Guideline 1 — Attribute Semantics

Attributes belonging to a relation have certain real-world meaning. The semantics of a relation refers to its meaning resulting from the interpretation of attribute values in a tuple.

Careful ER modelling and accurate mapping to logical design help ensure that a relational schema design has clear meaning.

Guideline 1

Design a relation schema so that it is easy to explain its meaning.

  • Give relations and attributes meaningful names.
  • Do not combine attributes from multiple entity types and relationship types into a single relation.
  • The result should be straightforward to interpret and easy to explain.

Violating Guideline 1

These relations violate Guideline 1 by unnecessarily mixing attributes from distinct real-world entities:

  • Employee and Department
  • Project and Employee

Guideline 2 — Reduction of Redundancy

One goal of database schema design is to minimise storage space used. Grouping attributes into relational schema has a significant effect on storage space by reducing the storage of redundant information (e.g. information unnecessarily duplicated).

Storing merged entities in single relations leads to update anomalies, classified into:

  • Insertion anomalies
  • Deletion anomalies
  • Modification anomalies

Guideline 2

Design the relation schemas so that no insertion, deletion or modification anomalies are present.

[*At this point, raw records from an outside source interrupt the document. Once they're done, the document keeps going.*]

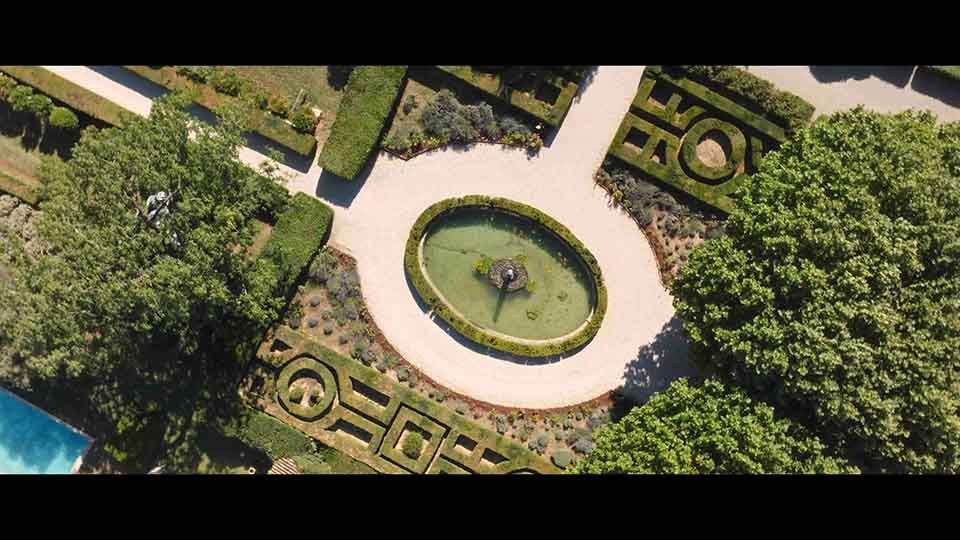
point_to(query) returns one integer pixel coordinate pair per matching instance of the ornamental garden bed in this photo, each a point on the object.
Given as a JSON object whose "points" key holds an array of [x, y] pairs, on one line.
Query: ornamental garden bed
{"points": [[673, 222], [428, 119], [515, 339], [329, 309], [544, 93], [322, 88], [691, 138], [268, 113]]}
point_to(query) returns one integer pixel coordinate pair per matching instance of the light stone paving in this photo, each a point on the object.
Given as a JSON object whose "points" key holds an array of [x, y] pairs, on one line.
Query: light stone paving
{"points": [[374, 215]]}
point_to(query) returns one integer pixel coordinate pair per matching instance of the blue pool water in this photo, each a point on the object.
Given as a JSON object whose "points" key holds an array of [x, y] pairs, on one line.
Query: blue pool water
{"points": [[33, 442]]}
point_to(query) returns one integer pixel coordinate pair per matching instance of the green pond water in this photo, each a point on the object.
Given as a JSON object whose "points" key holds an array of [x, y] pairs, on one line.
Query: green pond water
{"points": [[563, 295]]}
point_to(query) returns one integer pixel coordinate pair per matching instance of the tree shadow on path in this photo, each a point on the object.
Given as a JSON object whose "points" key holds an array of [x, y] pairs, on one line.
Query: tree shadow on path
{"points": [[657, 364], [896, 75], [937, 86]]}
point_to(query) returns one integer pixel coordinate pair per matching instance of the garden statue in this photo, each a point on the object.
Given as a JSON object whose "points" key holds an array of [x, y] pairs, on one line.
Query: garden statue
{"points": [[157, 207]]}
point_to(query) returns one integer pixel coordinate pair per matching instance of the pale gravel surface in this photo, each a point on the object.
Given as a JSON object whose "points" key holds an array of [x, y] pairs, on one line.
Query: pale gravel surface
{"points": [[878, 88], [373, 219]]}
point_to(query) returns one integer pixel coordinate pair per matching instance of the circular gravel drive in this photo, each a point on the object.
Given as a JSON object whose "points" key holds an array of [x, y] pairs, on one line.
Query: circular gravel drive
{"points": [[374, 227]]}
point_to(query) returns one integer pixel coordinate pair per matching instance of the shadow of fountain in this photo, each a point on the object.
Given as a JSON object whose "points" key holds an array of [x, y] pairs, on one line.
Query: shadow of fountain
{"points": [[657, 364], [481, 349]]}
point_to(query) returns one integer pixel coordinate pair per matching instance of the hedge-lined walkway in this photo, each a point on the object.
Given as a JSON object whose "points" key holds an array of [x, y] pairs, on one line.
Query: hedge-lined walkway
{"points": [[374, 216], [878, 88], [558, 182]]}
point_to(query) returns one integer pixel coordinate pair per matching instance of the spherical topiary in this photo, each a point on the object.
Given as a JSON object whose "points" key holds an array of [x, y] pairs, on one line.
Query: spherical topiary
{"points": [[63, 118]]}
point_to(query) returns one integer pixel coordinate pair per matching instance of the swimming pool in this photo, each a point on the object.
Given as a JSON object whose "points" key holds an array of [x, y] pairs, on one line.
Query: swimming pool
{"points": [[33, 442]]}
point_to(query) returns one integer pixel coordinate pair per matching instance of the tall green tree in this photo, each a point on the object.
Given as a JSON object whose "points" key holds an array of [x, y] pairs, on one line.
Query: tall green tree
{"points": [[146, 305], [836, 293], [705, 430]]}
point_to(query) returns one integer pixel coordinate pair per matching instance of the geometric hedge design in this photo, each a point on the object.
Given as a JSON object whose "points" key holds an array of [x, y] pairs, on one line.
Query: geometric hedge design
{"points": [[670, 116], [365, 414]]}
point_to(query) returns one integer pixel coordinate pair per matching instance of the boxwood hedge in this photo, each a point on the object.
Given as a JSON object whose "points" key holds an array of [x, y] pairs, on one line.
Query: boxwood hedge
{"points": [[301, 229], [367, 103], [411, 261], [788, 110], [263, 123]]}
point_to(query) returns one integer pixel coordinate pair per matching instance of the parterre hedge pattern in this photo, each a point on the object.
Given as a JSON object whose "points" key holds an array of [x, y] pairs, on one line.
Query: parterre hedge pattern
{"points": [[370, 413], [261, 122], [551, 113], [788, 110], [411, 260], [660, 133], [367, 103]]}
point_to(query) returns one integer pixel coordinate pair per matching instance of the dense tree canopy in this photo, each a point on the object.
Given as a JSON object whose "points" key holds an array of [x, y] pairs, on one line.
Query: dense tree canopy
{"points": [[143, 304], [836, 293], [705, 430]]}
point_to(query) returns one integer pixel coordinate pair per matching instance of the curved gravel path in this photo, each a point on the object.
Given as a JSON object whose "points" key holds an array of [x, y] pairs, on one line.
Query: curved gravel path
{"points": [[373, 219], [558, 182]]}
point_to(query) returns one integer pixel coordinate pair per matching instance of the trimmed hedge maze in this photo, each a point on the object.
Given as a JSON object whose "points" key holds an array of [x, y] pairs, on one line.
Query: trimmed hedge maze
{"points": [[668, 120], [368, 416], [367, 104], [411, 261]]}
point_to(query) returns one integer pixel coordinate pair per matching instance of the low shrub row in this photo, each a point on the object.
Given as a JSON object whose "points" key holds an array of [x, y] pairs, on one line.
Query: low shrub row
{"points": [[475, 333], [520, 458], [69, 93], [492, 84], [301, 230], [787, 110], [447, 121], [22, 98], [367, 103], [261, 122]]}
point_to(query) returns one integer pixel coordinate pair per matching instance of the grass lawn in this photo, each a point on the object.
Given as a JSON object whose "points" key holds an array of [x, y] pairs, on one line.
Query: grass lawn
{"points": [[19, 168], [18, 162], [289, 80], [261, 235]]}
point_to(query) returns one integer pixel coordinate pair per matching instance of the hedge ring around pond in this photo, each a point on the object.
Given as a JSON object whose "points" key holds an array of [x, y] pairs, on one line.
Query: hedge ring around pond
{"points": [[325, 377], [412, 263]]}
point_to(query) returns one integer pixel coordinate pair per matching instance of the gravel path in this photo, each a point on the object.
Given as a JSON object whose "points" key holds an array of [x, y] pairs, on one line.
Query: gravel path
{"points": [[375, 212], [880, 88]]}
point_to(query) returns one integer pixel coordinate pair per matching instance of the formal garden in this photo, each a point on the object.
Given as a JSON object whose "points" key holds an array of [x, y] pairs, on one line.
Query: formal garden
{"points": [[185, 308]]}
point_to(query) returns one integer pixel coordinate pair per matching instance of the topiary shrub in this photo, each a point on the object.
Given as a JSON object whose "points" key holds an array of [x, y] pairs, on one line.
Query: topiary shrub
{"points": [[412, 445], [304, 121]]}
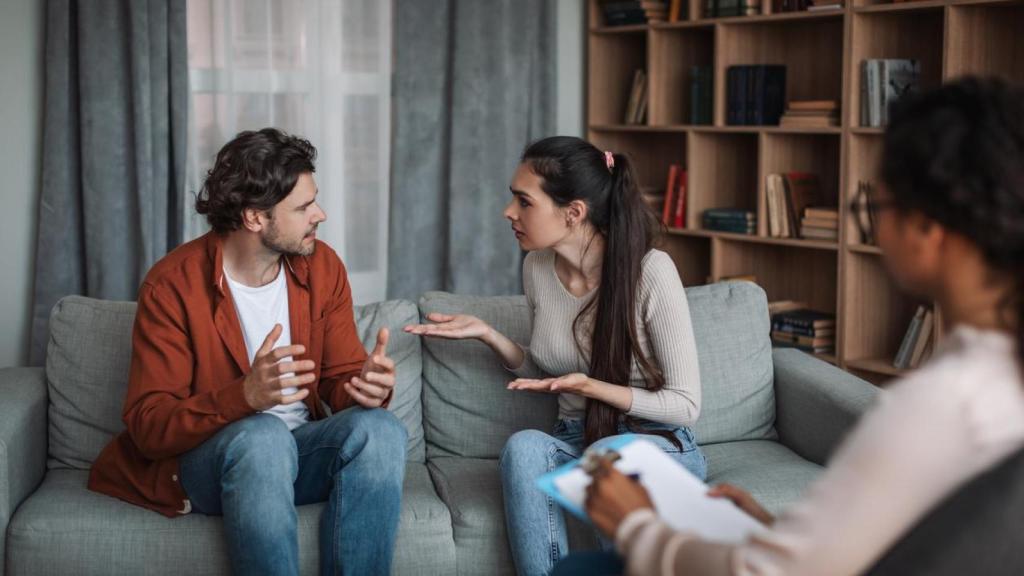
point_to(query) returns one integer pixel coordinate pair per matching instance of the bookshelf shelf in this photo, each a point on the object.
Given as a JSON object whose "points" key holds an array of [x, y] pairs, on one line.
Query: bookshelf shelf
{"points": [[876, 366], [864, 249], [794, 243], [727, 165]]}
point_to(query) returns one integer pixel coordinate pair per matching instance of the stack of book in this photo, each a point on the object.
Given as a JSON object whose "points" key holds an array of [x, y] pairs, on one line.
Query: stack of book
{"points": [[883, 82], [820, 222], [625, 13], [755, 94], [727, 8], [805, 329], [786, 197], [730, 219], [811, 114], [916, 343], [701, 82], [862, 214], [824, 5], [674, 210], [636, 108]]}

  • If anomalies are present, note them clearly and ensure all application programs operate correctly.

This second guideline is consistent with Guideline 1.

Insert Anomalies

To insert a new employee into EMP_DEPT it is necessary to include either:

  • All attribute values for the department the employee works for, or
  • NULLs, if the employee is not yet assigned

Consistency becomes an issue. Inserting a new department is difficult.

Deletion Anomalies

Deletion of Employees and Departments is inextricably linked:

If we delete the last employee currently assigned to a particular department, the information related to that department is lost from the database.

This problem does not occur if using separate relations.

Modification Anomalies

Modification makes consistency an issue. If the manager of a department is changed:

  • It is necessary to update the tuples of every employee who works for that department
  • Records can easily get out of sync

This problem does not occur if using separate relations.


Guideline 3 — Reduction of NULLs

Avoid placing attributes in a relation schema whose values may frequently be NULL.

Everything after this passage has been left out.